Aunque aquella casa primera era «muy chica», ella se ingenió para convertirla en «monasterio cabal», aunque «todo tosco y sin labrar» (Vida, 33, 12). Lo importante para ella era comenzar, inaugurar la fundación a toque de campanilla que anunciaba al pueblo la existencia de un lugar para adorar a Cristo en el Sacramento, y una capilla dedicada a san José. Como el mejor escribano del mundo, como el cronista más minucioso, la madre Teresa levantó acta de aquel momento histórico: «Pues todo concertado, fue el Señor servido que, día de San Bartolomé [24 de agosto], tomaron el hábito algunas y se puso el Santísimo Sacramento, y con toda autoridad y fuerza quedó hecho nuestro monasterio del gloriosísimo padre nuestro San José, año de mil y quinientos y sesenta y dos. Estuve yo a darles el hábito […]» (Vida, 36, 5).
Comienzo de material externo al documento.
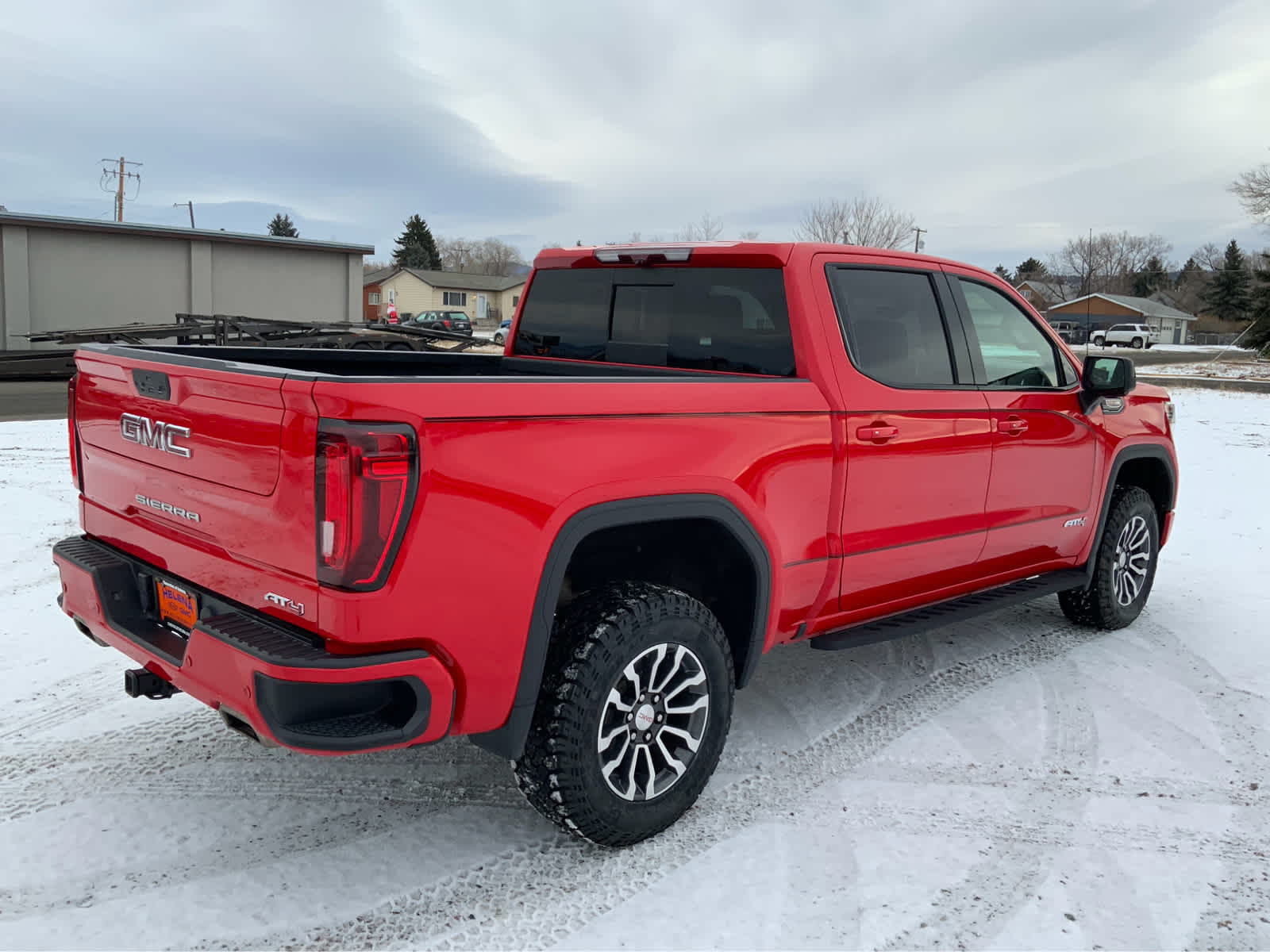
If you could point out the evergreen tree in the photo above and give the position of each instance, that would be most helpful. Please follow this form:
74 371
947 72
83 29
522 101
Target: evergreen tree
416 248
1032 268
1227 295
1151 278
1259 336
283 226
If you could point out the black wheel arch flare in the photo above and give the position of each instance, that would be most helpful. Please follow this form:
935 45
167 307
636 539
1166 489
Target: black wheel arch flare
508 740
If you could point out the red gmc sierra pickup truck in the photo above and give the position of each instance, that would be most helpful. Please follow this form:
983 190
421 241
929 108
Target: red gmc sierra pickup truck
575 551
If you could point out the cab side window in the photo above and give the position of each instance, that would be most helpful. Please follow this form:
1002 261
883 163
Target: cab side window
1015 352
893 327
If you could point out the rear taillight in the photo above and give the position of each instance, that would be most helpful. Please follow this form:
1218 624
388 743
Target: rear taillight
73 437
368 476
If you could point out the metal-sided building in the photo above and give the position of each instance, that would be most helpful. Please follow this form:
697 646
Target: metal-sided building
76 273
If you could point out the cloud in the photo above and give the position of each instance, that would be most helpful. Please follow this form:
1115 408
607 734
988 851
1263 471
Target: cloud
1003 133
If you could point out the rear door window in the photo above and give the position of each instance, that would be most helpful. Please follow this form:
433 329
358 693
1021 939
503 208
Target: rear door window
711 319
893 327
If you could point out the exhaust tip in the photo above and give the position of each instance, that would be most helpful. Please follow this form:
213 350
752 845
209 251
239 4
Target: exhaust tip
239 725
88 634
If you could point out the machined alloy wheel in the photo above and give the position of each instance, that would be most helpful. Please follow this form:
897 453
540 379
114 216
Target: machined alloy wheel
1132 560
1123 564
653 723
633 712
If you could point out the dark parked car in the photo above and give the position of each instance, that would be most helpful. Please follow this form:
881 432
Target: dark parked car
455 321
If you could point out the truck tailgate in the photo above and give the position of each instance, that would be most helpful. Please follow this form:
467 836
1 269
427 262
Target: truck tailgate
205 473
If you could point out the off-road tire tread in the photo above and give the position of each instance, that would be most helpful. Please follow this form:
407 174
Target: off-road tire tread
1096 606
586 634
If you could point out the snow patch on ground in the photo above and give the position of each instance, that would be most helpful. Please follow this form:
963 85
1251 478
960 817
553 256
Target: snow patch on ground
1013 782
1248 370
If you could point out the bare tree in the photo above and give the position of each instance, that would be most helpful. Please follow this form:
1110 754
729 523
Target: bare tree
486 257
1210 255
456 253
1109 262
706 228
860 221
1253 190
495 257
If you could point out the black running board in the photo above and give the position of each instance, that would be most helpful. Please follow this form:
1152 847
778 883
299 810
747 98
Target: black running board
950 612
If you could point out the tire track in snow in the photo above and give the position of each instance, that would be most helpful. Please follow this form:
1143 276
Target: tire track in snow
67 698
194 755
1236 914
533 896
976 905
249 848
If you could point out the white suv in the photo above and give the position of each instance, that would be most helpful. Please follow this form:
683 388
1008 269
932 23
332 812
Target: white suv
1136 336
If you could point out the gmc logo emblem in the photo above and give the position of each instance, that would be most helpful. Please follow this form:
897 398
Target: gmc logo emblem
156 435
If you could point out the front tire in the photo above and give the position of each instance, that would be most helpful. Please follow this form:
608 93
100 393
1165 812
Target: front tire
1124 565
633 714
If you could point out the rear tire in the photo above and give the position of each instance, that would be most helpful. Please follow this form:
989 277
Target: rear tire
632 716
1124 565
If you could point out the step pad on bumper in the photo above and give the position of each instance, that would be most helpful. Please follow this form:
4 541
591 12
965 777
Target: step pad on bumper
270 682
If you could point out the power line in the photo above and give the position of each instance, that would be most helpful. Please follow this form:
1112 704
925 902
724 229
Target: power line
121 177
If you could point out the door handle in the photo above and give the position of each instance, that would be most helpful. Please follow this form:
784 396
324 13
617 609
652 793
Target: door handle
876 433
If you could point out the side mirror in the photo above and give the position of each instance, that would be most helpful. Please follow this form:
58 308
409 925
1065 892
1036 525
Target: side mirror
1106 378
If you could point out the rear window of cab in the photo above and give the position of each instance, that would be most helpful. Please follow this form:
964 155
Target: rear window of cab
711 319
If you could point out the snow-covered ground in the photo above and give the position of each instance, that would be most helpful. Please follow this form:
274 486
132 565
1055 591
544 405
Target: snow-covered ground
1245 370
1014 782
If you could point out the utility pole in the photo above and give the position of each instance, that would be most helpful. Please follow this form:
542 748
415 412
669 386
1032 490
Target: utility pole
121 177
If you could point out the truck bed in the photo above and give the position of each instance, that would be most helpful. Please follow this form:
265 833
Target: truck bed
389 365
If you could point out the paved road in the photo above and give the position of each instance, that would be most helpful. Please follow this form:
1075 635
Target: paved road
1172 355
32 400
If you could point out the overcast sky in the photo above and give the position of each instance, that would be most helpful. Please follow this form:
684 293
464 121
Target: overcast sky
1005 127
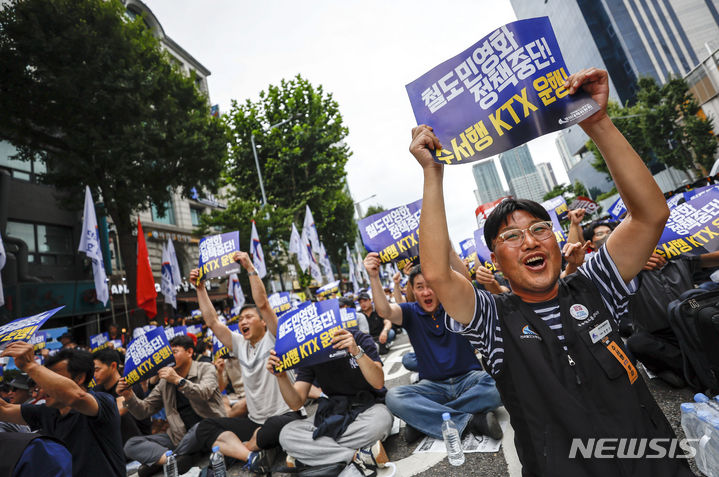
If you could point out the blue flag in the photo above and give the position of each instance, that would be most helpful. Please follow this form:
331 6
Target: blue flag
23 329
216 253
501 92
394 233
304 336
146 354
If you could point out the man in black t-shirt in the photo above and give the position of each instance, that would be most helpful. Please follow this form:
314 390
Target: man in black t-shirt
352 420
87 422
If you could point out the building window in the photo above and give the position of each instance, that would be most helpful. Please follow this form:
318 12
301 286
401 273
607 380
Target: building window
47 244
167 218
195 214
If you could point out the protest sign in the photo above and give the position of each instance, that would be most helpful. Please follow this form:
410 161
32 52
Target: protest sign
558 205
482 212
146 354
393 234
172 331
216 253
280 302
693 226
23 329
38 341
304 336
329 289
100 341
501 92
585 203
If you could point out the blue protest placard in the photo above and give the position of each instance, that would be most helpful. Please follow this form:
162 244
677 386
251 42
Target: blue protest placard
329 289
304 336
280 302
23 329
216 253
693 226
501 92
99 341
393 234
146 354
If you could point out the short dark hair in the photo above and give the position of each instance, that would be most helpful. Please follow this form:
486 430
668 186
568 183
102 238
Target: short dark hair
108 356
504 209
414 271
182 340
254 307
78 362
589 229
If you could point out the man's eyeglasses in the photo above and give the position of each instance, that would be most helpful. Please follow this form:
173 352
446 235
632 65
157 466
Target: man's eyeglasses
515 237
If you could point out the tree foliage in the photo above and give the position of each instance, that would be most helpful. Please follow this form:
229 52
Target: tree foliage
664 124
302 162
90 92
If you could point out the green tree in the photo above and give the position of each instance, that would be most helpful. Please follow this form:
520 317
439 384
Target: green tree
302 162
89 91
665 124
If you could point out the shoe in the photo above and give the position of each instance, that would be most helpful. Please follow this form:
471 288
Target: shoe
671 378
258 463
412 435
486 424
148 470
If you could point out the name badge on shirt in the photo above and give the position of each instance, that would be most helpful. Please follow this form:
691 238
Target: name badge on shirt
600 331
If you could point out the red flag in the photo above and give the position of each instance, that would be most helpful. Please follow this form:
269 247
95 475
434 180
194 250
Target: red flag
146 293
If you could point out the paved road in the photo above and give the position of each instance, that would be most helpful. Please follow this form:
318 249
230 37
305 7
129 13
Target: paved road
501 464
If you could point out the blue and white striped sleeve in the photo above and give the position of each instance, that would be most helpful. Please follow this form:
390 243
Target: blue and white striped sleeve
601 269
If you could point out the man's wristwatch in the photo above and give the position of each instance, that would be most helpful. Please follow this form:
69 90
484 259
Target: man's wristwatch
359 354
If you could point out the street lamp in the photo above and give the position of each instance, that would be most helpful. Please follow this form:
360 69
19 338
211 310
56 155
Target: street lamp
257 161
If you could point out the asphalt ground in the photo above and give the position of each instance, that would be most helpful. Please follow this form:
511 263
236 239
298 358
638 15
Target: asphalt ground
500 464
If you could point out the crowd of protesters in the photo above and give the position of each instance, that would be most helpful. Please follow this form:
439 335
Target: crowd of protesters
479 341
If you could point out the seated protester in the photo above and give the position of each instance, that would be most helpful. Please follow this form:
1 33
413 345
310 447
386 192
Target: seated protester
653 342
107 376
380 329
552 344
188 393
347 302
85 421
247 438
352 420
451 377
229 375
20 393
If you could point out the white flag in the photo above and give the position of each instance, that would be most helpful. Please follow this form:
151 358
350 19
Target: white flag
326 263
295 241
234 290
3 257
351 264
311 229
176 275
303 255
90 244
167 284
258 258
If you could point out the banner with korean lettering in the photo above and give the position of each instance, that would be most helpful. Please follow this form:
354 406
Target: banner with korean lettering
100 341
280 302
216 253
393 234
304 336
146 354
23 329
500 93
693 226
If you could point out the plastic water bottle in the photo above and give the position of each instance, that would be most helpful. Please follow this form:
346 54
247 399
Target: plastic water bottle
170 467
455 454
217 462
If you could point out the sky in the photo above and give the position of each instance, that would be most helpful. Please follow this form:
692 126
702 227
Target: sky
364 52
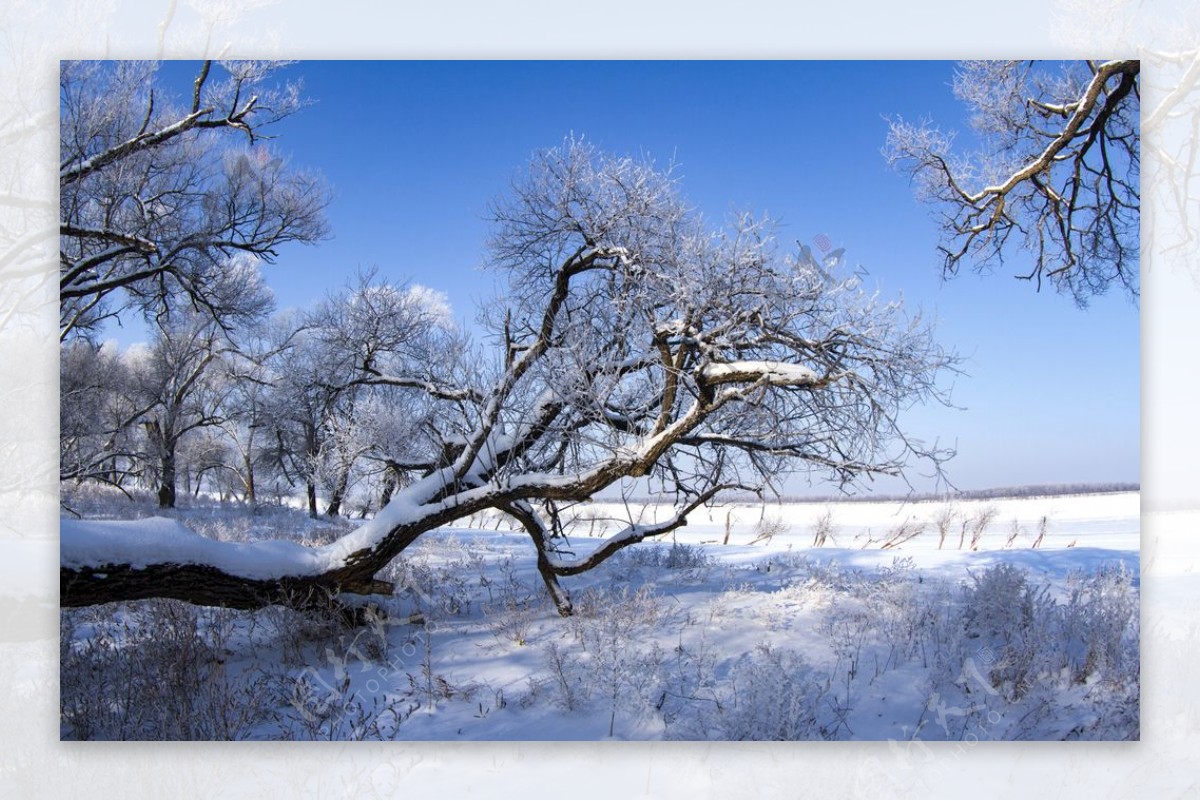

Extramuros de la Ciudad, un lugar entonces semidespoblado, las monjas podían recrearse en las hermosas vistas al campo desde la rinconera de su pequeña huerta. En la estrechura del espacio, la madre Fundadora oteaba los horizontes lejanos, primero de Europa, y, finalmente, del Nuevo Mundo a través de los ojos de los frailes descalzos, concebidos y dados a luz entre dolores y gozos en la soledad y la clausura de San José.
San José, una luz para el mundo. Los comienzos de la Reforma teresiana están tejidos con intervenciones de la Providencia puestas en evidencia por la cronista de los acontecimientos (leer los capítulos 32-36 de la Vida). No todo lo que ella considera milagros lo aceptamos como tales; pero en la fundación de San José sucedieron cosas muy extrañas que desafían toda lógica racional. Entre ellas retengo como profecía cumplida lo que Teresa llama una «visión» de Cristo acompañada de un «habla». «Mandóme mucho Su Majestad -escribe- lo procurase [fundar San José] con todas mis fuerzas, haciéndome grandes promesas». Entre ellas, le dijo «que no se dejaría de hacer el monasterio», y, sobre todo, «que sería una estrella que diese de sí gran resplandor«. Y, como era un proyecto divino, se consolidó aun en contra de las autoridades municipales de aquel año y las contradicciones de las monjas de La Encarnación, y de muchos consejeros sensatos y amigos.
Pero la profecía no se refería sólo al monasterio de San José, sino a la institución que nacería de él, la Reforma del Carmelo. Aquel conventito, nacido tan en precario, era como una imperceptible simiente arrojada al surco de la historia de la que nacería una secuencia de fundaciones teresianas en tiempo de la Fundadora y las que han nacido posteriormente; era una rama verde crecida en el añoso y semiseco tronco del Carmelo. La savia que lo alimentaba era el corazón enamorado y el alma carismática de la fundadora Teresa.
San José, una esperanza. La vida religiosa está pasando unos tiempos críticos, no sólo por la falta de vocaciones en el mundo occidental, que amenaza también al mundo pobre, sino por la carencia de un radicalismo evangélico realmente significante de trascendencia en muchas de las actuales instituciones. La crisis no es moral, sino existencial, situaciones que inciden negativamente en la vida religiosa. Por ejemplo, lo material y lo efímero rebajan las ansias de eternidad del alma humana; la capacidad de movimientos que ofrece la economía y la técnica modernas, son una tentación para la quietud y la clausura; los ruidos de las megápolis actuales impiden la soledad y el silencio, alimento del espíritu: la masiva acumulación de informaciones diarias invitan a vivir en la periferia del ser e impiden la oración contemplativa y profunda. Y, finalmente, la abundancia de bienes tientan al hombre de nuestro tiempo a gozar los placeres que embotan el alma cristiana. Son situaciones contrarias al espíritu que implantó la madre Teresa en su conventito de San José. Por eso, necesitamos lugares como éstos que eleven nuestra alma a los valores trascendentes que alimentan el espíritu.